Canada has vowed to bring 25,000 Syrian refugees into the country by the end of the year. But the plan has taken a controversial turn. The government has decided that (in the first wave of Syrian refugees, at least) it will only be accepting women, children, and families – no single unaccompanied males.

According to CBC News, this exclusion of male Syrian refugees doesn’t sit well with some, including NDP leader Thomas Mulcair.

“While security concerns remain of vital importance, will a young man who lost both parents be excluded from Canada’s refugee program? Will a gay man who is escaping persecution be excluded? Will a widower who is fleeing [ISIS] after having seen his family killed be excluded?”

According to the National Post, however, gay men among the Syrian refugees will be accepted, which answers one of Mulcair’s concerns. Meanwhile, Robyn Urback opines in the National Post that there are serious flaws in the approach adopted by the government when it comes to the refugees.

“Canada’s plan is also an imperfect one — one that assumes that the greatest threat to our security has or will come by way of single men, which is not always true, and one that undermines the notion that the lives of all Syrian refugees matter equally, which is at once invalidated by Canada’s plan to leave single male claimants languishing in refugee camps.”

According to the Telegraph, however, Faisal Alazem of the Syrian Canadian Council, a non-profit organization working the government to sponsor Syrian refugees, sees the plan to exclude unaccompanied men as an understandable “compromise.”

“This is not the ideal scenario to protect vulnerable people – women and children and men too.

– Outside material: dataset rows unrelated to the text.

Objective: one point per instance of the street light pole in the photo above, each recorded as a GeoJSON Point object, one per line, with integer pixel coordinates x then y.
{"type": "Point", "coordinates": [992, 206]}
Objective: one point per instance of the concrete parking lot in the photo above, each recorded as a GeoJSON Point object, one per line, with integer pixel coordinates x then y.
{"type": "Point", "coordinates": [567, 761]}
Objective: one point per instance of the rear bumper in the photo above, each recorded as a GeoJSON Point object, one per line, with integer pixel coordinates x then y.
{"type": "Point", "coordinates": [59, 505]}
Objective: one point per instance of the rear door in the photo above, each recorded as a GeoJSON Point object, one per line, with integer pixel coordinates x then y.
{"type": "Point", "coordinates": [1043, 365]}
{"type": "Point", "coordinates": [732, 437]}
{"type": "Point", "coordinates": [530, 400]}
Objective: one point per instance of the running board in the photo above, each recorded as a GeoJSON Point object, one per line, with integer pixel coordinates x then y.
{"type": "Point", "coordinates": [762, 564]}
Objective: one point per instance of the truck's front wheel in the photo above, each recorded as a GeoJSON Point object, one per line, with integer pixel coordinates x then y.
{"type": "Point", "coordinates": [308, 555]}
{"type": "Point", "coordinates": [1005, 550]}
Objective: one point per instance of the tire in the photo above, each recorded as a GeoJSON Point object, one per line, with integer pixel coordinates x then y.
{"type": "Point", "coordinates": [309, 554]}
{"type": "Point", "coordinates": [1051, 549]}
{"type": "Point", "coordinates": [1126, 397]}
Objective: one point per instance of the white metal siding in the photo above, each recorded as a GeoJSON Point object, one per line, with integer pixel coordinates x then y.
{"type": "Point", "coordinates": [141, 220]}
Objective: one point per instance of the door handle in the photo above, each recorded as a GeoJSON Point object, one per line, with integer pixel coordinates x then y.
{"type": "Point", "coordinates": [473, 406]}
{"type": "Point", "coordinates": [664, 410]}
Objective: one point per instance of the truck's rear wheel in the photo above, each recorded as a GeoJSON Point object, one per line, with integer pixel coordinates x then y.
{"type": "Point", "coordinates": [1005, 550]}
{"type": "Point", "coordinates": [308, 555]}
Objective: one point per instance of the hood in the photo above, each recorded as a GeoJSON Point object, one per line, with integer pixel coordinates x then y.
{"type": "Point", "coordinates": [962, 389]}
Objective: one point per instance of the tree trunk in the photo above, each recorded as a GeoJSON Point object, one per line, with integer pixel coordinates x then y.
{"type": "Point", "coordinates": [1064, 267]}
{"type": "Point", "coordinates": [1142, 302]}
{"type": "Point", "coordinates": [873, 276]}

But I think what happened in Paris has really changed the dynamic and public opinion.”

Around 900 Syrian refugees will be arriving in Canada per day starting next week. Although the Canadian government would like to have all 25,000 refugees in Canada by the end of the year, it does not look like they will meet that deadline.

Some refugees have already started to arrive ahead of the major push to bring Syrian refugees over from Turkey, Jordan, and Lebanon. For example, in Calgary, a Syrian named Esho, who has been in Canada for three years, was reunited with 16 other family members who had been stuck in a refugee camp in Jordan for just over two years. They have now been moved to Canada as refugees and were warmly welcomed at the Calgary airport from both strangers and family members.

The National Post quoted Esho expressing his happiness at seeing his relatives after working for so long to bring his family members to Canada.

“Now I have the whole family here in Canada. They are safe now in a beautiful country with friendly people… My words in this situation don’t help me. I’m so happy I can’t express my feelings… It was very dangerous conditions there. Now they are here in Canada so I am so relaxed now, I’m not nervous.”

When it comes to the rest of the expected Syrian refugees, the Globe and Mail reports Chris Friesen of the Immigrant Services Society of British Columbia as saying he believes refugees who are being brought into Canada under government-assisted programs will initially be housed in Quebec and Ontario military bases. After a “number of weeks,” they will be spread out across the country to 36 “refugee service hubs” to be resettled.

Other refugees coming will have private sponsorship that will be covering the costs for the first year that they are in the country, and they will be sent as quickly as possible to where their sponsorship is located.

The Canadian government is set to release more information on their plans to relocate Syrian refugees later on Tuesday.